Friday, February 3, 2012

Your Father Will Not be Entered into the Father of the Year Contest


It's February. If you have a child in Chicago Public Schools, this means that you are now partway through the long stretch of winter weeks with more days off than you'd ever imagined possible. Fear not, though. There's a heart-lifting early February tradition too: the Illinois Fatherhood Initiative "What My Father Means to Me" Essay Contest. Here's how it works: sponsored by the Illinois Fatherhood Initiative, it asks K-12 schoolchildren to write an essay about a Father, Grandfather, Stepfather or -- in case all of those options are delinquent, nonexistent, or otherwise unworthy of an essay -- a Father-Figure. In return for participation, each child gets a voucher for 2 Chicago White Sox tickets. If Mom, Grandma, etc. wants to come, she'll have to pay her own way, though. This is about fatherhood, not family.

You'd hope that every kid in Chicago would be able to identify at least a father-figure, even if it is Lovie Smith or Rahm Emanuel, but, heading off the desperate emotions of a child who has not even that, the official contest essay form offers an alternative. "If you do not want to write about one of the four categories listed above, don't feel bad! Instead, tell IFI what qualities would make 'My Ideal Dad.' Put an X here ___ if you are writing about 'My Ideal Dad.'" But caution: if you had hopes of attending the White Sox game with pop, grandpa, or your basketball coach, do not put an X here. As the form continues, "Please note: If you choose this option, your father, grandfather, etc. will not be entered into the Father of the Year Contest."
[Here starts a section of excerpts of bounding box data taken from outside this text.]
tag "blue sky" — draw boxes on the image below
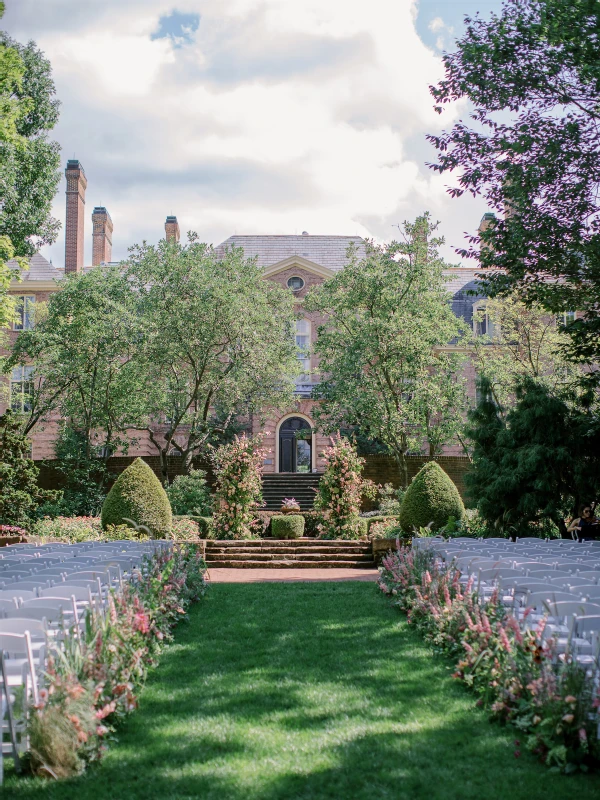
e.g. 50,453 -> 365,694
2,0 -> 500,264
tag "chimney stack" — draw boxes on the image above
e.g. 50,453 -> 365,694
65,159 -> 87,274
92,206 -> 113,267
165,217 -> 180,242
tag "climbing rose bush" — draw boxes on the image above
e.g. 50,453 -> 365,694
212,434 -> 268,539
29,545 -> 206,778
379,548 -> 600,772
315,434 -> 376,539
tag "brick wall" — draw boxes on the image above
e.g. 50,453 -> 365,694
363,455 -> 469,500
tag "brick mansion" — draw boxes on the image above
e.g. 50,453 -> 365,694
0,160 -> 486,473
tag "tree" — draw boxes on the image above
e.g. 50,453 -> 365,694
428,0 -> 600,362
465,377 -> 600,533
125,234 -> 298,484
305,214 -> 465,486
6,267 -> 145,460
470,296 -> 581,409
0,411 -> 60,526
0,2 -> 60,342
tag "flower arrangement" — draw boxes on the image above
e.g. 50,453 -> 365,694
379,548 -> 600,772
29,545 -> 206,778
315,434 -> 376,539
212,435 -> 267,539
0,525 -> 28,537
281,497 -> 300,511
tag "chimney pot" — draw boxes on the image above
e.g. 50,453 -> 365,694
92,206 -> 113,267
65,158 -> 87,274
165,217 -> 181,242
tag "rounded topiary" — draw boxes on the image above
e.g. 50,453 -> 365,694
400,461 -> 465,532
102,458 -> 172,539
271,514 -> 304,539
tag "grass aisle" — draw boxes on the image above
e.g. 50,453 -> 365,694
0,583 -> 600,800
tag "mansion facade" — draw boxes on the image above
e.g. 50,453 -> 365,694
0,160 -> 488,473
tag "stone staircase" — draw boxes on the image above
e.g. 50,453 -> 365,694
205,539 -> 375,569
262,472 -> 321,511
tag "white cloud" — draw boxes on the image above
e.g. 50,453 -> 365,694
6,0 -> 485,263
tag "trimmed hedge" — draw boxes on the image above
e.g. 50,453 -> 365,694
361,514 -> 400,534
101,458 -> 173,539
271,514 -> 304,539
400,461 -> 465,533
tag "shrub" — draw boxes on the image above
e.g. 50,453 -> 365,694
166,469 -> 211,517
0,409 -> 61,527
29,545 -> 206,777
271,514 -> 304,539
400,461 -> 465,532
172,516 -> 202,542
102,458 -> 172,539
213,435 -> 266,539
315,435 -> 375,539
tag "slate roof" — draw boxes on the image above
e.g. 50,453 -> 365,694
215,234 -> 364,272
7,253 -> 64,282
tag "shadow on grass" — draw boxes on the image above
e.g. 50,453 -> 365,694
3,583 -> 600,800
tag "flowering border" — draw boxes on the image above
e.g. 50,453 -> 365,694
379,547 -> 600,773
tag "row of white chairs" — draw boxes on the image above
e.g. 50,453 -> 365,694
413,537 -> 600,681
0,541 -> 173,783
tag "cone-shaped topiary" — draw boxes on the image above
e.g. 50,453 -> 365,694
102,458 -> 172,539
400,461 -> 465,532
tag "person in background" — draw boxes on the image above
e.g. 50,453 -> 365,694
567,503 -> 600,542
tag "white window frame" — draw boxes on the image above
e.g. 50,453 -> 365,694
13,294 -> 35,331
294,317 -> 312,384
473,300 -> 500,341
9,366 -> 34,414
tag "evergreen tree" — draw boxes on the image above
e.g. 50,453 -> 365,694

Lest you go away thinking that men get off easy here -- free White Sox tickets, and all they had to do was not be so terrible that they got replaced by imaginary dad! -- read on. A page is provided for the K-12 student, followed by a response section for Father/Father-Figure Response, called: "My Reaction to this Essay," or "The Behavior I Intend to Change is." Every year when my daughter brings this home, I use it as a legitimate opportunity to make some suggestions to my husband. "How about 'I will stop leaving banana peels on the coffee table,'" I helpfully suggest. Or, "I will not eat the rest of the cookies without first asking whether anyone else wants one?" In response, my husband facetiously proposes more demanding aims: "No more than one six pack of beer on weeknights, and I will only smoke when standing at least 25 feet from the door."

February is also, of course, Black History month. Next month is Women's History Month. Essay contests like this one, though, remind us that messages about race and gender extend throughout the school year. "What My Father Means to Me" gives my husband and me the giggles every February as we compose our own imaginary responses (and, I'll add, a rush of love when we read my daughter's actual response, which this year included lines like "When my sister tackles me, he says STOP and helps me get my sister off me. . . This makes me feel very happy inside my heart"), but the implicit messages it offers children are troubling. The contest simultaneously tells kids that some fathers are great and that overall men are still pigs. What CPS implicitly says about fathers: they might be ok, but quite likely they're not, and even if they are, they're still not ideal. If you insist on the ideal dad, well, kid, you're going to that White Sox game on your own. As for race, the National Center for Fathering website offers special links for dads in different "situations", including "urban dad." There is no link for "suburban dad."

The incessant backpedaling (if not father, then stepdad, and if not stepdad, pretend dad; if dad is a lemon, then make lemonade with promises of self-improvement; and in the end you get the White Sox tickets no matter how poor your showing because our expectations were pretty low anyway) stands in distinct contrast to the other school-sponsored performance of fatherhood scheduled for February: the "Father/Daughter Dance." (Need I add that, in the most segregated city in the US, my daughter's school is mostly White, and situated in a rapidly gentrifying neighborhood where houses now sell for prices only two-parent families are likely to afford?) At the bus stop in the morning, a mother innocently asked my husband whether he was going. He was not going, he said, because he did not think it made sense to protect his little girl from early sexualization by dolling her up and taking her out on a date, and he found all the "promise keepers" associations really disturbing. When he recounted this conversation, I asked him if he really used the word "sexualization" at the bus stop, and he said yes, and that's what you get for sending your kids to school with the daughter of professors. I did not ask him to reform his behavior.

I wanted to post last month about the Girl Scouts policy of full inclusion for transgender children, but I couldn't think of anything to say except "Hooray for Girl Scouts!" In light of the fact that a young friend of mine left school in tears yesterday because, with two moms, she couldn't go to the Father/Daughter dance, I'll say this: our schools should show commitment to reform of gender stereotypes at least as courageously as the Girl Scouts. No back-pedaling. To win those baseball tickets, or better yet a box of Thin Mints, commitment to improve expected by Monday.